Invisible murders

Invisible murders

“Greece has a strong claim to being the worst country in the European Union to be a child,” UNICEF’s Greek Office chief Luciano Calestini said in a recent interview with Kathimerini’s Iliana Magra, in a comment that stirred a whole lot of controversy. “This is what the data tell us,” he said, mentioning obesity, child poverty and mental health, among other pointers. 

“We are risking an act of national self-harm by continuing to not prioritize our children,” Calestini said in the same interview. This rather complicated phrase – not your typical media sound bite – was also the most crucial. Because, as the UNICEF official explained, today’s children will in 10 years from now be called to deal with climate change, inequality, the refugee crisis and, as the population shrinks, will be required to economically sustain an aging population.

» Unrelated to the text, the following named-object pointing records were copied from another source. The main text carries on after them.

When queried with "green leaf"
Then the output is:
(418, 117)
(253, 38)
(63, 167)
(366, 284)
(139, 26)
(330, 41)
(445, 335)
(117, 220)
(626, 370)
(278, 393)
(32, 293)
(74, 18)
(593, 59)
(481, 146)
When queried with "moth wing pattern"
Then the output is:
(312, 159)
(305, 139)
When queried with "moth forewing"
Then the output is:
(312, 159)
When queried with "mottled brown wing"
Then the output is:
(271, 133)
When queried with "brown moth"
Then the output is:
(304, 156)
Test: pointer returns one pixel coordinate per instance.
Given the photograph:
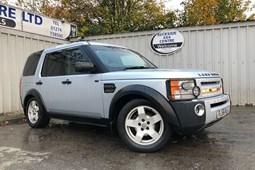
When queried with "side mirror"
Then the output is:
(84, 66)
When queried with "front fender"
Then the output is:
(150, 94)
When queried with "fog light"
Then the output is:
(199, 109)
(196, 91)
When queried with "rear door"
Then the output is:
(69, 92)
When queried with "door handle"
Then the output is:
(39, 82)
(67, 82)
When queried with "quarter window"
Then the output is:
(31, 64)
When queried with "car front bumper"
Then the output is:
(215, 108)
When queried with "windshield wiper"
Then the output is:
(138, 67)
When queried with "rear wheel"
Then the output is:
(35, 114)
(142, 127)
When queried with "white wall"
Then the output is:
(227, 48)
(15, 47)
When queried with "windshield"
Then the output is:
(118, 59)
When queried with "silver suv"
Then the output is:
(116, 87)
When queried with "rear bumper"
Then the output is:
(215, 109)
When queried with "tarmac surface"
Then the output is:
(229, 144)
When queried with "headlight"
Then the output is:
(183, 89)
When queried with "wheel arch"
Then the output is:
(30, 94)
(131, 92)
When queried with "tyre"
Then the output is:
(143, 127)
(35, 113)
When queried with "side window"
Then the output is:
(63, 62)
(73, 56)
(31, 64)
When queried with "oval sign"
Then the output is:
(167, 41)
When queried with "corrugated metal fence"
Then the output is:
(227, 48)
(15, 47)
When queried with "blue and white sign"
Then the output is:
(19, 19)
(167, 42)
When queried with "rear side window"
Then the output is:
(31, 64)
(62, 63)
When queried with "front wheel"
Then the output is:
(142, 127)
(35, 114)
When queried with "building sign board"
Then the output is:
(167, 42)
(19, 19)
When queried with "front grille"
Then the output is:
(209, 87)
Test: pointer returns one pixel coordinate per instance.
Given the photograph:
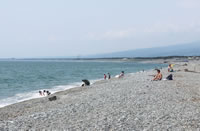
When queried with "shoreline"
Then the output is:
(25, 96)
(131, 103)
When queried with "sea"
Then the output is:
(22, 80)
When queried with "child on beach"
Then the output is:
(105, 76)
(158, 76)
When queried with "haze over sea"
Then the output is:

This of course applies to those children who will have survived the rising cases of abuse, which is not always evident or fatal, and which rarely grabs the hearts and minds of an entire nation. The invisible “murders,” whose ravages are deep-seated and often lifelong, are the ones that co-shape the core of society.

Calestini got to the meat of the matter, and what he said was based on evidence. Nevertheless, a few days later he issued a clarification as his original statements obviously raised some eyebrows.

Protecting the carefully constructed image comes before substance. The image mandates that everything is in order in the country (regardless of what political party is in power) and that no mistakes or oversights are made. Pointing a finger at the omissions and the shortcomings and emphasizing the hard work that needs to be put in to fix them seems completely out of the ordinary.

But no one can hide from reality for long. To be sure, reality does not always stay quiet. Bombs will occasionally fall, and some of these bombs will cause deep wounds which take a very long time to heal. And that’s when we are faced with the ostensibly never-before-seen tragedies involving matricides and patricides. 

Perhaps it would be preferable if we could agree on Calestini’s statement that “the situation for kids in Greece is not great” as a starting point. That is unless we, as a society and as a state, have decided that murders are preferable to “national self-harm.”